- Born: South Africa
- Occupation: wildlife conservation

= Petronel Nieuwoudt =

South African wildlife conservationist

Petronel Nieuwoudt is a South African wildlife conservationist. In 2011, she established the Care For Wild rhinoceros sanctuary in Mpumalanga, South Africa. It is the largest such sanctuary in the world. She is also the chief executive officer of the foundation.

== Early life ==
Raised in the 1970s on a rural farm in Roedtan, Limpopo, Nieuwoudt attended Rand Afrikaans University between 1988 and 1991. Her father ran the farm; her mother was a teacher.

== Career ==
Niewoudt joined the public-relations department of the South African Police Service's Endangered Species Protection Unit in 1991, and later became captain. She founded The Game Capture School, which educated people on the capture, treatment and management of wildlife.

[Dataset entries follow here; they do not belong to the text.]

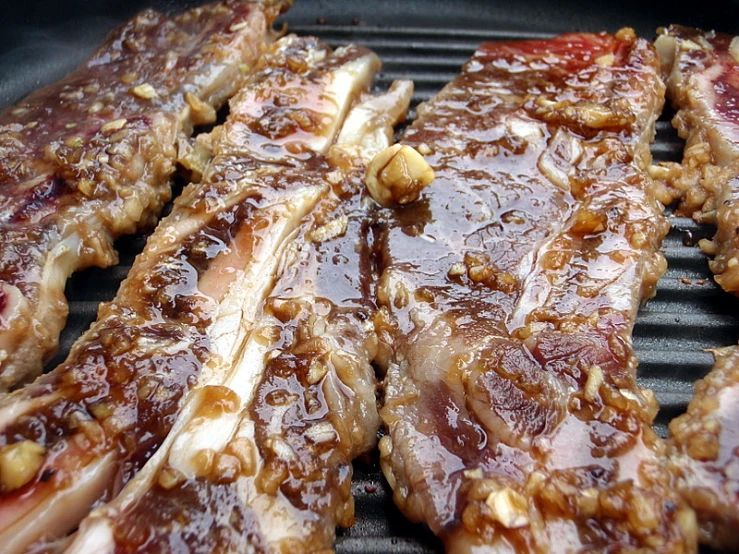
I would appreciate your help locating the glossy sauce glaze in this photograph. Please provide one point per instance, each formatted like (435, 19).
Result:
(704, 446)
(178, 320)
(702, 76)
(89, 158)
(262, 461)
(507, 296)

She next founded Sondela Wildlife Centre, in Bela-Bela, which was in operation from 2005 to 2007, followed by Tamboti Wildlife Centre, in Mookoopong, between 2007 and 2010.

In 2011, Petronel relocated from Limpopo to Mpumalanga, where she established Care For Wild Africa, a rehabilitation centre for indigenous African wildlife which has become the largest rhinoceros sanctuary in the world. The sanctuary gained its first orphan rhinoceros the following year. Four others followed shortly thereafter.

In 2014, South African National Parks invited Petronel to form a partnership to assist in the rescue, rehabilitation and protection of orphaned animals. Nieuwoudt set in motion a registration of her sanctuary as a non-profit organisation.